The interface is built with a mobile-first approach. HTML, Tailwind CSS, and vanilla JavaScript keep the front end lightweight, allowing it to run on phones, tablets, or desktops without a dedicated client.

The architecture prioritizes local processing, calling external APIs only when necessary for advanced summarization.

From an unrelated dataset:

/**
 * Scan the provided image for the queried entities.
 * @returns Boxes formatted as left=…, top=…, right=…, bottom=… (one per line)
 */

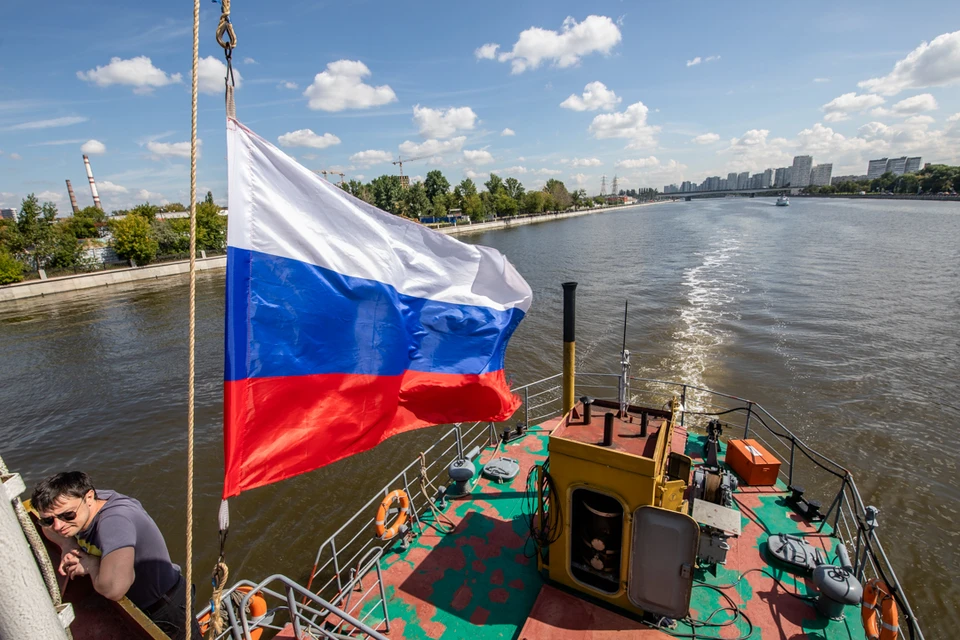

  • Front end: Tailwind handles the styling. Native JavaScript manages the UI, including link input, language selection, and one-click downloads.
  • Back end: Node.js and Express serve the application. The server parses podcast links, triggers Python scripts for audio processing, and manages temporary file cleanup.
  • AI and Local Processing: Python scripts load Faster-Whisper to run transcriptions locally, ensuring privacy. OpenAI's GPT models handle the optional text refinement and translation.
  • Supporting Tools: Ffmpeg is used for audio manipulation. A Python virtual environment isolates dependencies to ensure Faster-Whisper runs without version conflicts.

Getting Started

This setup requires basic familiarity with the terminal.

1. Prerequisites

  • Node.js 16 or later
  • Python 3.8 or later
  • ffmpeg (brew install ffmpeg on macOS, apt install ffmpeg on Linux)
  • An OpenAI API key (required for summaries and translation)

2. Deployment Steps

# Clone the repo
git clone https://github.com/wendy7756/podcast-transcriber
cd podcast-transcriber

# Install Node dependencies
npm install

# Create and activate a Python virtual environment (in the project root)
python3 -m venv venv
source venv/bin/activate   # On Windows: venv\Scripts\activate

# Install Python packages
pip install --upgrade pip
pip install faster-whisper

# Set up environment variables
cp .env.example .env
# Edit .env: add your OPENAI_API_KEY
# Optional: change PORT or WHISPER_MODEL

# Start the app
npm start
# For development with auto‑restart: npm run dev

Open http://localhost:3000 and paste a podcast link to begin.

3. Key Environment Variables

  • OPENAI_API_KEY: Required for summarization and translation.
  • USE_LOCAL_WHISPER: Defaults to true. Set to false only if using an external service (not recommended for local privacy).
  • WHISPER_MODEL: base (75 MB) is the default. small (400 MB) offers higher accuracy but requires more resources.
  • PORT: Defaults to 3000.

Troubleshooting

Most technical issues involve the Python virtual environment or missing dependencies.

1. "/bin/sh: .../venv/bin/python: No such file or directory" This indicates the virtual environment was not created or activated correctly. Rebuild it using these commands:

rm -rf venv
python3 -m venv venv
source venv/bin/activate
pip install faster-whisper
which python   # This should return a path inside your project's venv folder

2. Transcription hangs or fails Check the following:

  • Confirm the terminal prompt shows the (venv) prefix.
  • Ensure faster-whisper is installed in the active environment (pip list | grep faster-whisper).
  • Verify you have at least 4 GB of available RAM.
  • Confirm ffmpeg is installed (which ffmpeg).

3. Slow initial transcription Faster-Whisper must download the model file (75 MB for the base model) during its first execution. Subsequent transcriptions will start immediately.

4. 500 Internal Server Error This typically points to a local environment configuration issue rather than a network error.

  • Confirm the podcast link is valid and accessible in a browser.
  • Recreate the virtual environment as shown in step 1.
  • If the problem persists, review the terminal logs for specific error messages and open an issue on GitHub.